Although attribute ambiguity is conceptually distinct from these traditional forms of ambiguity, it might be strongly correlated with them. Indeed, a plausible hypothesis is that uncertainty about a word’s meaning, either because it is unfamiliar or it has multiple meanings, would drive up uncertainty about the intensity of specific semantic attributes and, thus, produce strong correlations between their respective measures. This hypothesis leads to two obvious predictions that can be used to test it. The first is that words’ overall familiarity levels will be well correlated with words’ rating SDs for individual semantic attributes. The second is that relative to words that do not have multiple meanings, words that do (toast, bank) should display elevated rating SDs for individual semantic attributes. We tested both these predictions, and neither proved to be accurate.

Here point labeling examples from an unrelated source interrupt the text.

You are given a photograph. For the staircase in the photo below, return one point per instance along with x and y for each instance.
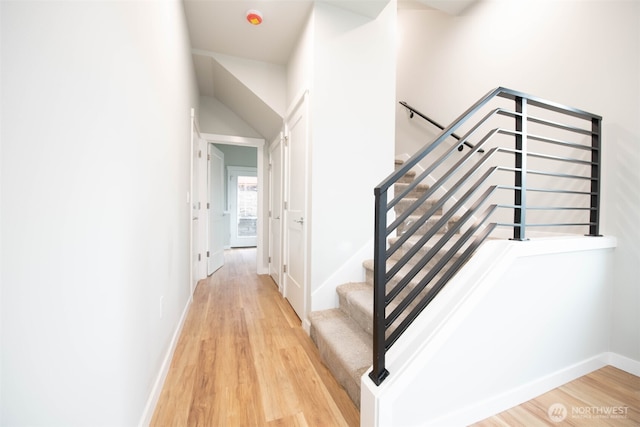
(344, 335)
(550, 152)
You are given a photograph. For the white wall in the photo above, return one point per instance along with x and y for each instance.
(520, 318)
(300, 65)
(214, 117)
(352, 133)
(96, 100)
(584, 54)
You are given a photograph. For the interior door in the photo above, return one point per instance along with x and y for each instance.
(216, 210)
(296, 220)
(198, 222)
(275, 210)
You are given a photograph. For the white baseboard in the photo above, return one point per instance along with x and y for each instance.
(622, 362)
(152, 401)
(504, 401)
(515, 397)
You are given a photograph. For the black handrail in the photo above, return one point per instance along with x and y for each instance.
(413, 111)
(440, 241)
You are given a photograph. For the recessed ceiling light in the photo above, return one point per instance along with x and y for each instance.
(254, 17)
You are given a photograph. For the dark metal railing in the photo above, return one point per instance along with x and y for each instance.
(541, 169)
(413, 111)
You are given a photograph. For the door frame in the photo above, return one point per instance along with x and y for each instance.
(301, 104)
(276, 150)
(215, 212)
(233, 190)
(194, 201)
(262, 266)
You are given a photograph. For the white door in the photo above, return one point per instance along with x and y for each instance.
(242, 190)
(275, 210)
(216, 210)
(296, 220)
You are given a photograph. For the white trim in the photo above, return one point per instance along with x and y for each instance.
(302, 96)
(517, 396)
(154, 396)
(233, 213)
(214, 138)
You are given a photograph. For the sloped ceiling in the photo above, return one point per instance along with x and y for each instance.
(219, 27)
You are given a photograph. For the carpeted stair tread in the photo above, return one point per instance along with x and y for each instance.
(416, 192)
(345, 348)
(356, 301)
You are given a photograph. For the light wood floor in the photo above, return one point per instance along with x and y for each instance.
(244, 360)
(606, 397)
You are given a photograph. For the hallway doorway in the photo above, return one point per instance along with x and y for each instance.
(251, 220)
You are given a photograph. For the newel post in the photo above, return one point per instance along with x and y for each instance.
(520, 192)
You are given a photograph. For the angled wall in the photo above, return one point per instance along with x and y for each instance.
(582, 54)
(352, 96)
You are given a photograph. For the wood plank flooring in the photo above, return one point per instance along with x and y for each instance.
(244, 360)
(606, 397)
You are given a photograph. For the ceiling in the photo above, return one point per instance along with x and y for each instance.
(219, 27)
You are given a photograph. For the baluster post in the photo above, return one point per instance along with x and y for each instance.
(520, 193)
(596, 145)
(379, 373)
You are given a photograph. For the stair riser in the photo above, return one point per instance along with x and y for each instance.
(404, 204)
(418, 255)
(415, 193)
(331, 360)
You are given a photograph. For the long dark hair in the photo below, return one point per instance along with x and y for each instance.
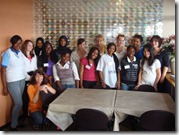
(90, 55)
(158, 38)
(39, 71)
(24, 48)
(151, 58)
(14, 39)
(52, 54)
(37, 49)
(116, 61)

The first prediction was evaluated by correlating attribute rating SDs with word familiarity measures, using published attribute rating norms. Two intuitive measures of word familiarity are available to conduct such tests: (a) familiarity ratings of words on lower → higher scales and (b) word frequencies in printed text and spoken language. The most extensive sources of evidence on both measures are the Toglia and Battig (1978) and Scott et al. (2019) norms, in which subjects rated familiarity and several other attributes for thousands of words. We added word frequencies to both norms, using the Wordmine2 database (Durda & Buchanan, 2006). We computed the predictive validity correlations between each of the familiarity measures and the rating SDs of six attributes in the Toglia-Battig norms and the rating SDs of eight other attributes in the Scott et al norms. The results appear in Table 7.

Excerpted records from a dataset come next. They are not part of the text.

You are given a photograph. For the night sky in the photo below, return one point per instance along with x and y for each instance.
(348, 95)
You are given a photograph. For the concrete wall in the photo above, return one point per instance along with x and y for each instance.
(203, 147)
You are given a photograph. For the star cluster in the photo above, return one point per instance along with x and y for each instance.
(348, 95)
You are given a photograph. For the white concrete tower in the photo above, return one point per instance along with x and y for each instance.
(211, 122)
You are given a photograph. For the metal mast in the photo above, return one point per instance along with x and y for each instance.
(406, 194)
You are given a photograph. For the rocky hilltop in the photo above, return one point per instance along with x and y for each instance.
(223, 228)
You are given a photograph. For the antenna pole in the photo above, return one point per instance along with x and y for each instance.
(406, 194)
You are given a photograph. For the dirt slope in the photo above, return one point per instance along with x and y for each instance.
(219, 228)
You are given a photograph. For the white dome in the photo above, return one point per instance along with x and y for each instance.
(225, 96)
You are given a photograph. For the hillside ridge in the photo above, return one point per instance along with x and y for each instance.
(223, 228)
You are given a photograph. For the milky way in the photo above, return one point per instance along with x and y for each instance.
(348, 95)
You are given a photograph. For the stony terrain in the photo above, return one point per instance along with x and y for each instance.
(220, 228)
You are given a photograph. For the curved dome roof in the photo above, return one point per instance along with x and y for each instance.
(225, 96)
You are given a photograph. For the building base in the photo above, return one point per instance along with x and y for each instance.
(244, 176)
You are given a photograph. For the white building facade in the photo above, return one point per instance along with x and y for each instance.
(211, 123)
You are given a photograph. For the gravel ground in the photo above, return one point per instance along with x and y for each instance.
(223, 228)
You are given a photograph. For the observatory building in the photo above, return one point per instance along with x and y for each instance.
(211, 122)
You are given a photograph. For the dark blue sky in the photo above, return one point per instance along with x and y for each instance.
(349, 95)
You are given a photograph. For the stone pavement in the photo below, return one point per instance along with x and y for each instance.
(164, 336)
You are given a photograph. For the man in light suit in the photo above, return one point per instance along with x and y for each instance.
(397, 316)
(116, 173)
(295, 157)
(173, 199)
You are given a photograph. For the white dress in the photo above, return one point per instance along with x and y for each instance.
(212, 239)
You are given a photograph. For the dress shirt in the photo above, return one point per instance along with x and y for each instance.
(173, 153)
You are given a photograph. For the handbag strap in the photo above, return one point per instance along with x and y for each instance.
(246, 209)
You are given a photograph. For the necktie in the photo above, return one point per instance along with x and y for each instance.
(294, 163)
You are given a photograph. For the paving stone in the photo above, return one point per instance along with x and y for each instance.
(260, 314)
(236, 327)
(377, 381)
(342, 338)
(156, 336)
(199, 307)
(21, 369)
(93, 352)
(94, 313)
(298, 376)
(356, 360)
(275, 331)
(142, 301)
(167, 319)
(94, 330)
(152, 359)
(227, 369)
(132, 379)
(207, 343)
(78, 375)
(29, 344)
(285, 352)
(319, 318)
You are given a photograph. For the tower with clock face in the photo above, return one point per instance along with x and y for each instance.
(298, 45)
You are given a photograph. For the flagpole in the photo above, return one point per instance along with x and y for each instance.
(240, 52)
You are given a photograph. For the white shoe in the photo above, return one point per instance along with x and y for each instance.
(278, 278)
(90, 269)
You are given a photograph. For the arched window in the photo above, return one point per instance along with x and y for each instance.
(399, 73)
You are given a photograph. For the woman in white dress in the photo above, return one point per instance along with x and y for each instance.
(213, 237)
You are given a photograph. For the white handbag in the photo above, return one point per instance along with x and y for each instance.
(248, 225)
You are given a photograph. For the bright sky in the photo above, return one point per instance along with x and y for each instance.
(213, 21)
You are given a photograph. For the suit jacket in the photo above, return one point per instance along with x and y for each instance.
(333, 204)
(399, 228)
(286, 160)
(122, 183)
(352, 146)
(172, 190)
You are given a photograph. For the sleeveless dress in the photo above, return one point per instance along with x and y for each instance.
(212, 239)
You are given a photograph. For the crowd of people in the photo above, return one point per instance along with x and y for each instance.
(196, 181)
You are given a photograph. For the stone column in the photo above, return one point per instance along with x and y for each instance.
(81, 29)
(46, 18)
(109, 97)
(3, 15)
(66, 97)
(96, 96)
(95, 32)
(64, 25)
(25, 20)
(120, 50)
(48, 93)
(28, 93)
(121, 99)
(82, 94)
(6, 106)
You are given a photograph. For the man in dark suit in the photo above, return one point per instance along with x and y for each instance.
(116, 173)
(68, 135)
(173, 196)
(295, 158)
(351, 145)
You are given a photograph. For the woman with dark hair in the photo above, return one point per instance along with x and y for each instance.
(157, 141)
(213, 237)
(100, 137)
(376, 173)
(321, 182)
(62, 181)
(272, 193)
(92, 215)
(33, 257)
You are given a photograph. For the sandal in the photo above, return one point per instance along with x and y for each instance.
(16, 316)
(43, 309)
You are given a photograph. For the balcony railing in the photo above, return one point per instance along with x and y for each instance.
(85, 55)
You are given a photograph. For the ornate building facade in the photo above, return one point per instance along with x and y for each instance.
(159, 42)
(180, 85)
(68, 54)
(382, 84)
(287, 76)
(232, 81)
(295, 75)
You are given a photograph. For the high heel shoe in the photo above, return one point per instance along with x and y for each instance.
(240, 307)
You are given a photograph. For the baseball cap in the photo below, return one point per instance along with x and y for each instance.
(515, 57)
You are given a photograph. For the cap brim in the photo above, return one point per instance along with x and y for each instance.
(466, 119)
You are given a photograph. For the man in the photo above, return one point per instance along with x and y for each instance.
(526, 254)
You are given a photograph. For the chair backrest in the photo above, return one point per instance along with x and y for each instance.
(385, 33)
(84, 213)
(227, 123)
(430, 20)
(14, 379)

Table 7 Predictive validity correlations between two measures of word familiarity and rating SDs of semantic attributes in the Toglia and Battig (1978) and Scott et al. (2019) norms

These validity correlations do not provide support for the notion that attribute ambiguity increases as words’ meanings become more unfamiliar. If that were true, the coefficients would be large and negative; instead, they are mostly very small, accounting for an average of 1% of the variance. Further, one-third of them are positive, with the two strongest ones (for the SDs of meaningfulness and number of features in the Toglia-Battig norms) being positive. In short, the relations between words’ judged familiarity and their frequency in the lexicon, on the one hand, and the rating SDs of several semantic attributes, on the other, are weak and inconsistent.

We conducted a similar validity analysis for the prediction that attribute ambiguity will be greater for words with multiple salient meanings using data from the Scott et al. (2019) norms. The 5,553 words in those norms includes a subsample of 379 words that each have two salient meanings (e.g., bank, figure, live, medium, toast). We computed the rating SDs of the nine rated attributes separately for these multiple-meaning words versus the remaining 5,174 words. The prediction, of course, is that for all nine attributes, the mean rating SDs of the multiple-meaning words will be higher than the mean rating SDs of other words. To test that prediction, using rating SDs as the dependent variable, we computed a 2 (word ambiguity: multiple-meaning words vs. other words) × 9 (rated attribute) ANOVA. The key result is the main effect for word ambiguity, which should be significant if multiple meanings increase attribute ambiguity. It was not significant, however; the rating SDs of multiple-meaning words did not differ reliably from the rating SDs of other words.

To conclude, beyond the results in Experiments 1–4, it seems that the normed quantitative measure of attribute ambiguity is empirically distinct from more traditional conceptions of semantic ambiguity. The data that were just reported reveal that attribute ambiguity is unrelated to either the familiarity or multiple-meanings conception of ambiguity: There was no evidence of strong negative correlations between rating SDs and words’ rated familiarity or words’ objective frequency in linguistic usage, and there was no evidence that rating SDs are higher for words with multiple salient meanings.